When interviewed at that time by police, McBurney’s order said, McIver gave differing accounts: he said he didn’t have a gun; he said he did have a gun but didn’t fire it; and he said he felt threatened by the three men. Shortly after McIver killed his wife, his former lawyer, Stephen Maples, told the news media that McIver did indeed fire the gun back in 1990, twice into the ground and once at the trunk of the Mustang, McBurney noted.

The DeKalb case shows that McIver “understands, from direct personal experience, the consequences of grabbing a gun, pointing it at someone he knows, placing his finger on the trigger and pulling it,” McBurney said.

Because McIver contends he accidentally killed his wife, "any evidence that sheds light on (his) intent, his knowledge of firearms, his ability to properly handle and fire them and his willingness to use them against others is probative," McBurney said.

McIver is also charged with improperly influencing witnesses after his wife’s death. Evidence about the 1990 shooting is “arguably relevant” to the influencing witness charges, because the driver of the Mustang agreed to drop criminal charges after McIver made a payment to him, McBurney said.
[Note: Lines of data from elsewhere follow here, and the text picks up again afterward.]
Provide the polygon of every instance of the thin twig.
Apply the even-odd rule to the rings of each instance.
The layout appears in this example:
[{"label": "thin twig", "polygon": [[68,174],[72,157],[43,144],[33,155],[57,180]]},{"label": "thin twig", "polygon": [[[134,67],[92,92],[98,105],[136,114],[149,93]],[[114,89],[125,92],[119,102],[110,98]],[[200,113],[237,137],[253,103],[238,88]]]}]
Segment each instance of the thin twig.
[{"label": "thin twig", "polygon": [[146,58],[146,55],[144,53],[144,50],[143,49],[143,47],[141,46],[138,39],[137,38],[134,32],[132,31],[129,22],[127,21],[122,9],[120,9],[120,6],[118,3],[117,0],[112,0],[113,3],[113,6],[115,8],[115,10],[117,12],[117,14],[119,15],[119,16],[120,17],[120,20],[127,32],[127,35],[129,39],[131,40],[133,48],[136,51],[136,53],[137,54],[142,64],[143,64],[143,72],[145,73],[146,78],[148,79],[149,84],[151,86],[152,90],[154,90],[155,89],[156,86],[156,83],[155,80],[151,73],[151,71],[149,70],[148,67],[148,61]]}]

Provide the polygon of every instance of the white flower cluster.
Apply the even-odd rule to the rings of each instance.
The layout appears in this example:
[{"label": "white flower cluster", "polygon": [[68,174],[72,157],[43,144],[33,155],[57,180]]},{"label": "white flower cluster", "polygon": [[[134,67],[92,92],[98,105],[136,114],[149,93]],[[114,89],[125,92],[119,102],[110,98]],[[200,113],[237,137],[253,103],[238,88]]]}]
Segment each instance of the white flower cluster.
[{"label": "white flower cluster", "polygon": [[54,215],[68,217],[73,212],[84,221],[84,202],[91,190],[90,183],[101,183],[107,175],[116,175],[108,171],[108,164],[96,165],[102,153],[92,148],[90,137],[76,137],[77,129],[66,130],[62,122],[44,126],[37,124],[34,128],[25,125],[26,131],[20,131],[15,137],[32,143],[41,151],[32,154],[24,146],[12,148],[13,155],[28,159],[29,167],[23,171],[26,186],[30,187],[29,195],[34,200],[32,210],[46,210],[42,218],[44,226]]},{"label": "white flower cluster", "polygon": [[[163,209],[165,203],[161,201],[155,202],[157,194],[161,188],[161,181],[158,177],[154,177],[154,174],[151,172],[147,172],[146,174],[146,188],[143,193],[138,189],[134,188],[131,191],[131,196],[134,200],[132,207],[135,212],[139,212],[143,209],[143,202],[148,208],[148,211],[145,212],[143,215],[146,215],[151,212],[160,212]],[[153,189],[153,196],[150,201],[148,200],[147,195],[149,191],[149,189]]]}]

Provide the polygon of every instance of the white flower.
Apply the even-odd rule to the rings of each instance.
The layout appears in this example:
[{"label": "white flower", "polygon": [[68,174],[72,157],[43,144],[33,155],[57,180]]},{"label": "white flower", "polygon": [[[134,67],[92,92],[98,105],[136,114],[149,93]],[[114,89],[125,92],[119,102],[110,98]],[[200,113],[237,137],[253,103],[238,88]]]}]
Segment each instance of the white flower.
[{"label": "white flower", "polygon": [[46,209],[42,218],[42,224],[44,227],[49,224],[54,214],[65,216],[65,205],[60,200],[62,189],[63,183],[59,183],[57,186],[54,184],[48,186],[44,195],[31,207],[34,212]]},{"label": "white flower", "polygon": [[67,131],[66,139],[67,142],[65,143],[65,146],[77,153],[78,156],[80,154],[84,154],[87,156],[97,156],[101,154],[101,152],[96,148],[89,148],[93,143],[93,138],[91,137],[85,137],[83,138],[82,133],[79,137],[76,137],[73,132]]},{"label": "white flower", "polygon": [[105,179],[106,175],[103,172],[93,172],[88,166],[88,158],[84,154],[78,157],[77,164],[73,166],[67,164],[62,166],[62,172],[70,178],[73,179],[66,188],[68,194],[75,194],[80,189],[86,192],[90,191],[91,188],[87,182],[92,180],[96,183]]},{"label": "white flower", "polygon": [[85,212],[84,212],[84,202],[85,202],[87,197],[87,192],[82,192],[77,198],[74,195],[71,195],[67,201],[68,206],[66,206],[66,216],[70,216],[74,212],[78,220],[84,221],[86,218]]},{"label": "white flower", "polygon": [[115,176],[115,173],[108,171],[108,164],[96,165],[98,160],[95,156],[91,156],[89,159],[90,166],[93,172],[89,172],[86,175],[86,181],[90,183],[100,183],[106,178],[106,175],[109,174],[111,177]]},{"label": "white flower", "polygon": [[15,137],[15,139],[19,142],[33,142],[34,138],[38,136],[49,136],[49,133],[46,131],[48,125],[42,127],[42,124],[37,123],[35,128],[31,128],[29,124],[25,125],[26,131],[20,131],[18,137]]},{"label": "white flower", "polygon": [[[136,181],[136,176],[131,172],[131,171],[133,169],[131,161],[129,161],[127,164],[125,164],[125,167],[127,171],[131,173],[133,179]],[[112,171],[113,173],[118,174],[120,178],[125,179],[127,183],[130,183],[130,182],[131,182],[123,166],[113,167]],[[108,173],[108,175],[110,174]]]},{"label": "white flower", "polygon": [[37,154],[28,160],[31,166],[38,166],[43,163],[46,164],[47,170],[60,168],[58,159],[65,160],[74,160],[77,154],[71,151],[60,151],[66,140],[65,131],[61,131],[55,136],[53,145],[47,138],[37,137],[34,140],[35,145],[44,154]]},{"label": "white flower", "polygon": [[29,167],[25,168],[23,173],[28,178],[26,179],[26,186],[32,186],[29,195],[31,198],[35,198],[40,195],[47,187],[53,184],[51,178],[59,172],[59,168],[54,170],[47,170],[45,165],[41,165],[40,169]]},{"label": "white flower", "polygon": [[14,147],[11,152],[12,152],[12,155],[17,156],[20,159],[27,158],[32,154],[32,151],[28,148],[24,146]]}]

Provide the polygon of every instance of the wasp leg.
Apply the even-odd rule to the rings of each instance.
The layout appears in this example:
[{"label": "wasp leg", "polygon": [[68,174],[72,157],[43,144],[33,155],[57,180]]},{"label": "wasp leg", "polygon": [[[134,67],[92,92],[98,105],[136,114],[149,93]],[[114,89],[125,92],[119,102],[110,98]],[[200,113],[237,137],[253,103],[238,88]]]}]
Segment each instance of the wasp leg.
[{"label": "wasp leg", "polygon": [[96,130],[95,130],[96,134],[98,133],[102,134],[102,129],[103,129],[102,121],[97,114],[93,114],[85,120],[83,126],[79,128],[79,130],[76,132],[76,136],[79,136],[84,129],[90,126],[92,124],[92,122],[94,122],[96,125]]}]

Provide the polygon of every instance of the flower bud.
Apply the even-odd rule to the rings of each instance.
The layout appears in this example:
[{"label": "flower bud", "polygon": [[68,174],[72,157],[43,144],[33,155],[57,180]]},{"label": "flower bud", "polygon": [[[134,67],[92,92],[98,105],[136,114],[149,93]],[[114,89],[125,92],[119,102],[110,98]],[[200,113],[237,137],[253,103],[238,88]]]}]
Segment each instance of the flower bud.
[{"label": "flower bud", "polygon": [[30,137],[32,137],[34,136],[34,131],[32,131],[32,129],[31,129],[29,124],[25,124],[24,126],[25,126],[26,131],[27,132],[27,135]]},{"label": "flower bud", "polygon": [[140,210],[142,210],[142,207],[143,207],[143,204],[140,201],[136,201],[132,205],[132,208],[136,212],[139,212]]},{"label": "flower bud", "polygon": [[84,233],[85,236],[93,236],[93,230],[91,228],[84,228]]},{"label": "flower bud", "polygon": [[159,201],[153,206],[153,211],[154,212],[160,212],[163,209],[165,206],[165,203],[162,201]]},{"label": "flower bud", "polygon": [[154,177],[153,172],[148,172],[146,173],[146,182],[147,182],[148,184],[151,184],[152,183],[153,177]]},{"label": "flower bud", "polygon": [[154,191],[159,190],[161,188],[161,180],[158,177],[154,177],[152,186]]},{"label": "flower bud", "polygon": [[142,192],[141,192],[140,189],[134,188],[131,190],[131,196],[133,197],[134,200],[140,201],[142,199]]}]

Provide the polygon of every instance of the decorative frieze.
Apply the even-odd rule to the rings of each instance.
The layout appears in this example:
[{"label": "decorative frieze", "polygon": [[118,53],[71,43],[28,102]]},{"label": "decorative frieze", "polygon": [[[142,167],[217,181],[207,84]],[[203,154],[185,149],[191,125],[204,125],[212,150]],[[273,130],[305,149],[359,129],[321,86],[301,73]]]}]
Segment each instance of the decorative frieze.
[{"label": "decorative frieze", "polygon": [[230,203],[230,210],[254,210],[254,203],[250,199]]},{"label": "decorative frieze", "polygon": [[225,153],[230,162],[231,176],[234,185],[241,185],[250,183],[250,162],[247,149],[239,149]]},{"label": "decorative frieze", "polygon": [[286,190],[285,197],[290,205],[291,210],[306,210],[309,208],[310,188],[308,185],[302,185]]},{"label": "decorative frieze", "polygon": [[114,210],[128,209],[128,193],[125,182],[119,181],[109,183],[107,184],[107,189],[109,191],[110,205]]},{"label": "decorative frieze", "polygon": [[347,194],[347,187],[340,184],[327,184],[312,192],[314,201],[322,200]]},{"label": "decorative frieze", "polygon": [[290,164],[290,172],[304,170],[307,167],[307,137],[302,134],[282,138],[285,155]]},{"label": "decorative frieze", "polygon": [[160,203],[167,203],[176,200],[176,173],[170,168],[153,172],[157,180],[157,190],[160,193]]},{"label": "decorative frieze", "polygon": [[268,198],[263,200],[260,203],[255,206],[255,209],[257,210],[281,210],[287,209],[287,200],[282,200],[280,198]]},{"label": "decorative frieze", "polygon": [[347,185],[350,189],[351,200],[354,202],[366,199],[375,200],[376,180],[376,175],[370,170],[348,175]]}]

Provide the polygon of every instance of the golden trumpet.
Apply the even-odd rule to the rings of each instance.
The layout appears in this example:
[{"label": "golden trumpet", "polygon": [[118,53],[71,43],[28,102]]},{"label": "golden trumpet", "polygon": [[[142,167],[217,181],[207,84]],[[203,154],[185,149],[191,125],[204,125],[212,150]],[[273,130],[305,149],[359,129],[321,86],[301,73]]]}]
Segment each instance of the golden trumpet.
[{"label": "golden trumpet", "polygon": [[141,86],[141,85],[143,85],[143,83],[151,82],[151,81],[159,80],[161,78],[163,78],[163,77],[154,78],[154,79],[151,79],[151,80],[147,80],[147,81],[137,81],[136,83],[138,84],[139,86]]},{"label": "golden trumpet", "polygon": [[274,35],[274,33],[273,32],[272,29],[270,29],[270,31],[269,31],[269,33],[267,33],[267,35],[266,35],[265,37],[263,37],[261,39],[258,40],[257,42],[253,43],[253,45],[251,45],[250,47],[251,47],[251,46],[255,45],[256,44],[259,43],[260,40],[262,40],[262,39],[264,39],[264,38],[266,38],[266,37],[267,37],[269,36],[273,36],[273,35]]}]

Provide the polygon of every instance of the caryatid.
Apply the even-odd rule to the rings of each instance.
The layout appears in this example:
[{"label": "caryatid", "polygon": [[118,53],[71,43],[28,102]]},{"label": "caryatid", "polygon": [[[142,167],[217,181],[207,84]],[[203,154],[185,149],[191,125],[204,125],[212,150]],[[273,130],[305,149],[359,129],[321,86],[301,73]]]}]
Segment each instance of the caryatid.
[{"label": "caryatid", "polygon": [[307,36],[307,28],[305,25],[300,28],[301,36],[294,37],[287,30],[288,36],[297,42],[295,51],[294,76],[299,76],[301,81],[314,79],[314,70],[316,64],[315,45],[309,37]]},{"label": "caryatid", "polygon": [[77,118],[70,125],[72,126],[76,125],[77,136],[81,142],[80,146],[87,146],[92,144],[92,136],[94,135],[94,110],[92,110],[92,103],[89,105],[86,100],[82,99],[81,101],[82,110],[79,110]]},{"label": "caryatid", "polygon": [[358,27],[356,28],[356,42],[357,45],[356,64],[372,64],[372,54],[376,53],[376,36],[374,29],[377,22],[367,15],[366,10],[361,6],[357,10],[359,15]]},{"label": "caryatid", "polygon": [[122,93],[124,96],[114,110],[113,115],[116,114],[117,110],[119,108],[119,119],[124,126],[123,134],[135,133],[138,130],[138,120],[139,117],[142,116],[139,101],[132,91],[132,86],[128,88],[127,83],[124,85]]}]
McIver’s lawyers called the prosecution’s attempt to present the 1990 evidence “ridiculous” and “nothing short of slapstick.” If Diane McIver’s death was the result of road rage, perhaps the state’s theory would make more sense, they said.

“No reasonable juror could hear that testimony and not be outraged and seek to condemn Mr. McIver for that episode,” their motion said. “… Nor does the evidence seriously address the critical issue in this case: did Mr. McIver intentionally decide to suddenly shoot his wife, with whom he was having no conversation or argument and who posed no threat to him, in the company of her best friend who was driving the car?”